Spot gold rose 0.59 percent to $1,723.6 an ounce by 1127 GMT. U.S. gold gained half a percent to $1,723.70.

"The fact that we are holding above the $1,700 level is giving investors the kick to get back into gold," said Saxo Bank vice president Ole Hansen.

The dollar index eased from a two-month high hit on Friday, making commodities priced in the greenback more affordable for buyers holding other currencies.

Hansen said the rising conflict between Israel and the Gaza Strip, worries over the unresolved euro zone debt crisis, and the continuing talks to resolve the fiscal cliff, underpinned gold.

The gold market's attention is largely focused on the budget talks between U.S. President Barack Obama and Congressional leaders.

Gold's safe haven status would shine in the case of failed talks and political paralysis, while success in avoiding the fiscal disaster may dampen sentiment in gold, analysts said.

Share markets worldwide rebounded from last week's sharp selloff on Monday, with investors encouraged by signs of progress in talks to resolve the fiscal crunch in the United States.

U.S. lawmakers expressed confidence on Sunday that they could reach a deal to avert the $600 billion "fiscal cliff", which threatened to send the giant economy back into recession.

The discussions between the two parties are unlikely go smoothly, which would potentially benefit gold.

Hansen said that once the fiscal crunch is resolved, the underlying interest rate environment was likely to remain low for some time, potentially supporting gold prices.

"If the parties in the U.S. reach agreement, that would remove uncertainty and gold's safe haven status. But the low interest rate environment is not going to go away," he said.

Low interest rates increase inflationary fears, and can support gold which is often seen as a hedge against inflation.

Middle East conflict

Referring to the weekend violence in the Middle East, Peter Fertig, consultant with Quantitative Commodity Research, said, "The situation in the Middle East could be supportive for precious metals. The situation is supportive for the price of crude and precious metals often rise with higher crude prices."
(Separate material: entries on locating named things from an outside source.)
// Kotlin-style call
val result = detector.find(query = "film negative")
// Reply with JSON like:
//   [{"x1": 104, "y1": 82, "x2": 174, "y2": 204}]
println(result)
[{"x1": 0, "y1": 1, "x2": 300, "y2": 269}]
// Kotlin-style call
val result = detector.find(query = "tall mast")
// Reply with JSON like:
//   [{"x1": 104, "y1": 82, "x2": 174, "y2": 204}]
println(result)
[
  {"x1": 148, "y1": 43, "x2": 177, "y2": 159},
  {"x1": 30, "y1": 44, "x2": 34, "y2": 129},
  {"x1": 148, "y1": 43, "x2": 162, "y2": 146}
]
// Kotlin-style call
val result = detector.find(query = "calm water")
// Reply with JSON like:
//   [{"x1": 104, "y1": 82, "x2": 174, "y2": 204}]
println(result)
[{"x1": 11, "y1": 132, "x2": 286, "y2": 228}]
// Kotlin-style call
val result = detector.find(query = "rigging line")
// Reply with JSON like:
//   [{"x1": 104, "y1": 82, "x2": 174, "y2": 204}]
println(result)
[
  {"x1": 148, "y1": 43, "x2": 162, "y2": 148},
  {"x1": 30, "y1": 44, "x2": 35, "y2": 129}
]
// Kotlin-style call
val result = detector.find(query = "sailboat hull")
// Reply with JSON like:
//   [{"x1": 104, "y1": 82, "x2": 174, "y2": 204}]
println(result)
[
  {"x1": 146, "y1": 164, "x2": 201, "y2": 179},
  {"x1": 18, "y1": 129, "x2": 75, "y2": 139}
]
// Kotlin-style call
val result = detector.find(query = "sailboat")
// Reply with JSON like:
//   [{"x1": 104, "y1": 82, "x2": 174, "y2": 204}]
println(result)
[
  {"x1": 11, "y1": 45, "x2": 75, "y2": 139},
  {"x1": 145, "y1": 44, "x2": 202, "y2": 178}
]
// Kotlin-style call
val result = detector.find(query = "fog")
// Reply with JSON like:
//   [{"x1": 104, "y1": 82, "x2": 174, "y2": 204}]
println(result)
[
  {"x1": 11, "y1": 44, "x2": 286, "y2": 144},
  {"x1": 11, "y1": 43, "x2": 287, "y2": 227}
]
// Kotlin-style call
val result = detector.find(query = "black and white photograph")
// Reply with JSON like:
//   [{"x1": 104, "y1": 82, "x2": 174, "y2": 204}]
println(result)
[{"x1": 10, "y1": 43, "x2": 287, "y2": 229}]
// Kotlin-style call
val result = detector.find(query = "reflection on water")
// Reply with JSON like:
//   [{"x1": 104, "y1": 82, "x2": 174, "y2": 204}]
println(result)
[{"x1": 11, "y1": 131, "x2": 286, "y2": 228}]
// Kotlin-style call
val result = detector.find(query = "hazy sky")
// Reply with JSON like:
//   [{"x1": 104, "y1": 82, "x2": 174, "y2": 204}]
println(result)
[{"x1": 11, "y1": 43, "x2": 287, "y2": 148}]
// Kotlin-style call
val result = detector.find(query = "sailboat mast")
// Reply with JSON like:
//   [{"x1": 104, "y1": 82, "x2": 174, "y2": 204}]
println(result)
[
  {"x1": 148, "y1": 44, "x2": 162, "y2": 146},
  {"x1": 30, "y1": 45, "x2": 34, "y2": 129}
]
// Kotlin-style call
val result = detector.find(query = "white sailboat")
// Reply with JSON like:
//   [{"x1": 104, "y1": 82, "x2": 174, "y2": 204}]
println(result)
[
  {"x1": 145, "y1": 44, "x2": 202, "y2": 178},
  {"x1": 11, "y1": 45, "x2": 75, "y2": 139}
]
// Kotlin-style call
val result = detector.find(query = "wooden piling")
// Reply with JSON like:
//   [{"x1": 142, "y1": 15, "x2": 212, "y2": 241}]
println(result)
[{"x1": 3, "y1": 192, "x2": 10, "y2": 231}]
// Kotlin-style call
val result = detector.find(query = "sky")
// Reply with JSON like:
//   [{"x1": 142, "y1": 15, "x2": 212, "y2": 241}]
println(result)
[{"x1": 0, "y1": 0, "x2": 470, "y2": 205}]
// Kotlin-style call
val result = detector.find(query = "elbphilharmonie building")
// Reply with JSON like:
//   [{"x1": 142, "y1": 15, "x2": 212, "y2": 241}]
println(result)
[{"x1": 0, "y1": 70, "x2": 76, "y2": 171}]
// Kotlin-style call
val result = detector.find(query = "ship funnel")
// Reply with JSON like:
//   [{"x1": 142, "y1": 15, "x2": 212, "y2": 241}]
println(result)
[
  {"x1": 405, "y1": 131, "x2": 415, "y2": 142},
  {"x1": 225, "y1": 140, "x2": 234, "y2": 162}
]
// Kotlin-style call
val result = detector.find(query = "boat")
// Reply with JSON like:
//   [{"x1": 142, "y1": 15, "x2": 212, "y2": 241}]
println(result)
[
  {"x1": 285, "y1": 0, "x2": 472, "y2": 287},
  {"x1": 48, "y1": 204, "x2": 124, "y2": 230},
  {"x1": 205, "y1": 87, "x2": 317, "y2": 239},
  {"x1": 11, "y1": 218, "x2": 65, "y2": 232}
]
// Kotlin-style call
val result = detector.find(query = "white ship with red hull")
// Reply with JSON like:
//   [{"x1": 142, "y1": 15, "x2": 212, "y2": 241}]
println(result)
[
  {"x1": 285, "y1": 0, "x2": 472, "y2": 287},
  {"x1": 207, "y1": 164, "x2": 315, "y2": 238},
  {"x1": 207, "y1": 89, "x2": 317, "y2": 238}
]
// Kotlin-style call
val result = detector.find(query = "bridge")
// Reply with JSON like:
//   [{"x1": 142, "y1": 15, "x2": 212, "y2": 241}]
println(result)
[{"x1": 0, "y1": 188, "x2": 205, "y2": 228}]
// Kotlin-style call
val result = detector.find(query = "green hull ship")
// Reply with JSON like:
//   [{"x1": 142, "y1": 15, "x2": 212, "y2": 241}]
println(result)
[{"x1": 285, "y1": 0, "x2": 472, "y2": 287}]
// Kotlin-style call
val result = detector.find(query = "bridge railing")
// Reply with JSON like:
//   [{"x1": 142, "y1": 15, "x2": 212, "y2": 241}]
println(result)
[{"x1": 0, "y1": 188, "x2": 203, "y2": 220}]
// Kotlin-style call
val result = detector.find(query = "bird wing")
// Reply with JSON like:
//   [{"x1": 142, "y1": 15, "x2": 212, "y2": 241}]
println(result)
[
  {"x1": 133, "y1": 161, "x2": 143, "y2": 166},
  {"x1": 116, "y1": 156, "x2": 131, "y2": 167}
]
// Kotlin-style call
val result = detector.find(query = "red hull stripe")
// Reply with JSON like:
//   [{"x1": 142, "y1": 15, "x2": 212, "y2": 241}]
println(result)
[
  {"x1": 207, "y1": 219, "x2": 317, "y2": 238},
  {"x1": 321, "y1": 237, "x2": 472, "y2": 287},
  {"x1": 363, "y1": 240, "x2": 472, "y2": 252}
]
Israel bombed dozens of suspected militant sites in the Hamas-ruled Gaza Strip on Monday and Palestinians kept up their cross-border rocket fire as international pressure for a truce intensified.

Reuters market analyst Wang Tao expected spot gold to rise to a resistance zone of $1,734 to $1,738 an ounce during the day, driven by an upward wave c.

Holdings of the largest gold-backed exchange-traded-fund (ETF), New York's SPDR Gold Trust GLD rose 0.22 percent on Friday from Thursday, while those of the largest silver-backed ETF, New York's iShares Silver Trust SLV fell 0.45 percent for the same period.

Speculators raised their net long bets in U.S. gold in the week ended Nov. 13 from the lowest level in about three months hit a week earlier, the U.S. Commodity Futures Trading Commission said.

Net long positions in U.S. silver edged up to 27,802 contracts from 27,350 contracts a week earlier, their lowest since late August.

Platinum rose 0.39 percent to $1,560.00, while sister metal palladium was last at $630.90, up 0.62 percent.